Benefits and harms in clinical trials of duloxetine for treatment of major depressive disorder: comparison of clinical study reports, trial registries, and publicationsBMJ 2014; 348 doi: https://doi.org/10.1136/bmj.g3510 (Published 04 June 2014) Cite this as: BMJ 2014;348:g3510
- Emma Maund, PhD student1,
- Britta Tendal, postdoctoral researcher1,
- Asbjørn Hróbjartsson, senior researcher 1,
- Karsten Juhl Jørgensen, senior researcher1,
- Andreas Lundh, physician12,
- Jeppe Schroll, PhD student1,
- Peter C Gøtzsche, Professor1
- 1Nordic Cochrane Centre, Rigshospitalet Dept 7811, Copenhagen, Denmark
- 2Department of Infectious Diseases, Hvidovre University Hospital, Kettegårds Allé 30, 2650 Hvidovre, Denmark
- Correspondence to: E Maund
- Accepted 5 May 2014
Objective To determine, using research on duloxetine for major depressive disorder as an example, if there are inconsistencies between protocols, clinical study reports, and main publicly available sources (journal articles and trial registries), and within clinical study reports themselves, with respect to benefits and major harms.

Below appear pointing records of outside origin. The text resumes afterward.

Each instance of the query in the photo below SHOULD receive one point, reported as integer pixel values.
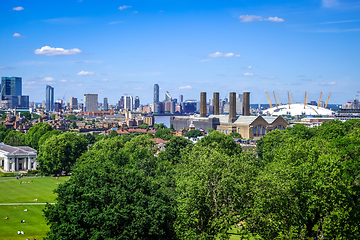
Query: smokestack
(246, 104)
(216, 104)
(203, 104)
(232, 107)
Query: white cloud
(50, 51)
(124, 7)
(17, 35)
(83, 73)
(274, 19)
(185, 87)
(48, 79)
(329, 3)
(18, 8)
(219, 54)
(250, 18)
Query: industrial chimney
(246, 104)
(203, 104)
(216, 104)
(232, 107)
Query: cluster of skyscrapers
(11, 93)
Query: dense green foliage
(115, 192)
(193, 133)
(60, 152)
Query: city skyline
(185, 47)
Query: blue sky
(124, 47)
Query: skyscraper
(90, 102)
(11, 86)
(137, 102)
(168, 97)
(106, 105)
(49, 98)
(156, 93)
(128, 103)
(73, 103)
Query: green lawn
(41, 188)
(34, 226)
(14, 192)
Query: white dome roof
(297, 109)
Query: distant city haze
(186, 47)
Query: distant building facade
(73, 103)
(17, 158)
(90, 102)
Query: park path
(5, 204)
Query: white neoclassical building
(17, 158)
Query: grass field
(14, 192)
(34, 226)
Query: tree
(113, 133)
(114, 193)
(144, 126)
(3, 117)
(174, 148)
(71, 117)
(33, 135)
(48, 135)
(60, 152)
(26, 115)
(193, 133)
(90, 138)
(15, 138)
(160, 125)
(309, 182)
(210, 130)
(74, 125)
(235, 135)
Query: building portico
(17, 158)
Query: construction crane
(327, 100)
(278, 99)
(268, 97)
(319, 100)
(275, 100)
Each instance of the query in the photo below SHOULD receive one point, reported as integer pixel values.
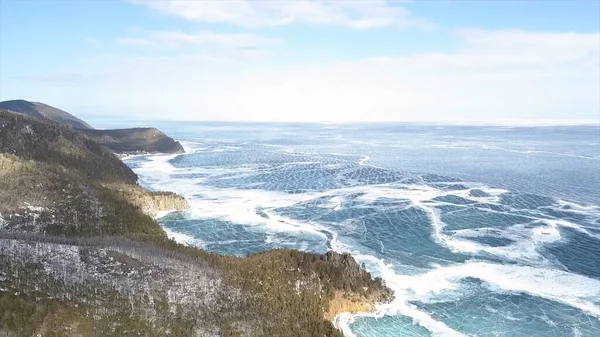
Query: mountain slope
(41, 110)
(135, 140)
(80, 256)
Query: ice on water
(480, 231)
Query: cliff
(135, 140)
(145, 140)
(44, 111)
(81, 255)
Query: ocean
(479, 230)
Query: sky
(306, 60)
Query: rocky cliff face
(151, 203)
(80, 255)
(137, 140)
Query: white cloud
(250, 13)
(174, 38)
(494, 75)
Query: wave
(529, 271)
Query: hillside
(41, 110)
(135, 140)
(80, 255)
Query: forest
(81, 255)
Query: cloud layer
(250, 13)
(494, 75)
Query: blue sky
(302, 60)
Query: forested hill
(80, 255)
(134, 140)
(41, 110)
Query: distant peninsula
(82, 255)
(123, 141)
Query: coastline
(348, 309)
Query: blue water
(480, 231)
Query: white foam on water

Design Data on primary efficacy analysis and major harms extracted from each data source and compared.
Setting Nine randomised placebo controlled trials of duloxetine (total 2878 patients) submitted to the European Medicines Agency (EMA) for marketing approval for major depressive disorder.
Data sources Clinical study reports, including protocols as appendices (total 13 729 pages), were obtained from the EMA in May 2011. Journal articles were identified through relevant literature databases and contacting the manufacturer, Eli Lilly. Clinicaltrials.gov and the manufacturer’s online clinical trial registry were searched for trial results.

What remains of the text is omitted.